It's easy to pin post-hoc rationalizations for his own success, onto a self-aggrandizing personal narrative, after becoming successful. Believe whatever airbrushed fish story you like.

B.F. Skinner and Ivan Pavlov showed us the truth about operant conditioning for sure. And indeed, the principle extends to Great Apes if you reward them with delicious snacks for using an iPad correctly.

But humans have executive function, and more downtime than we know what to do with lately, because modes of behavior are more efficient now, than even one decade ago, and there's a gap left behind, leaving a preoccupation vacuum in it's wake. We don't know what to do with ourselves, and that imparts a malaise of idle restlessness, especially relative to the pace of change.

Computers, mobile devices, ubiquitous applications, smart appliances, have become something like a ball hog in a game of basketball. They keep grabbing the ball and scoring, and never pass the ball to a human, because they always possess a better chance of scoring themselves, so it would be irrational to put the ball into a human's hands. Except we're the ones that wanted to play the game. We didn't show up to sit on the bench and watch a game played by robots.

It's less about the operant conditioning of our pleasure centers (oh, oh, excuse me! fancier words: dopamine receptors, because neuroscience) than the fact that we've truly got nothing better to do than watch Saturday morning cartoons. We're bored, the world is scary, and funny cartoons in our bedroom is safe.

You're conflating something to fit in with your world view, regarding the bicycle analogy. Motorcycles have existed since the early 1900's, and people already ride them at high speeds. It's not about the bike. It's not about The Mind Bike. It's about seeing the forrest for the trees.
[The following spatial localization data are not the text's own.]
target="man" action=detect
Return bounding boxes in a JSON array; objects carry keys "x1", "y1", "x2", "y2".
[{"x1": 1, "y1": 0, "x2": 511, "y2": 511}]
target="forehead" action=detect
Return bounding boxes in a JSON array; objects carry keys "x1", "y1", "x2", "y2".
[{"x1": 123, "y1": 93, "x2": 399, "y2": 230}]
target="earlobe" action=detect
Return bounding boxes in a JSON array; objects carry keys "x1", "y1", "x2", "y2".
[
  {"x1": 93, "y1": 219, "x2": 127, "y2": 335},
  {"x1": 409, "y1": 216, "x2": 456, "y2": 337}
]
The B.F. Skinner box for our dopamine drip is but one tree, and there is an entire forrest of drastic change shaping new social norms.

If you consider what will happen to traditional family structures in India, if you took away arranged marriage, I suspect you'd begin to notice a massive sea change in world views among those affected in less than a decade.

That's the degree of transformation unfolding, everywhere emerging technologies find new ways to alter routine daily behaviors, although such transformative effects are not limited to family structures or courtship rituals. It also affects culturally agnostic activities like driving a car or mailing a letter.

If one deludes themselves into a postive outlook of sunshine and smiles because the perception of nihilism seems detestible, expect to be unpleasantly surprised now and again, because taking a hard pragmatic look at what's right under your nose is necessary, to not get blindsided by others who aren't always so cheerful.

If I come across as negative, it's probably only relative to your preferred frame of reference. I tend to stay neutral and objective wherever possible, since life is pretty much always this way. The deconstructivist concept isn't a personal invention of mine. In fact, I think it's rooted strongly in zen/buddhist ideology. It finds it's basis in the understanding that while the whole is the sum of its parts, each part, taken as an island unto itself, has less purpose, when removed from the greater context of the whole.

A bodily organ cannot stand alone, but what we are doing to the various cultural norms, around the globe, is experimenting with the transplant of synthetic organs, to see if society can survive, if we take away the heart and lungs in exchange for a heart and lung machine. Maybe this, by turns, is truly an achievement for some, but not everyone sees a payday for these efforts. Some don't get their organs back.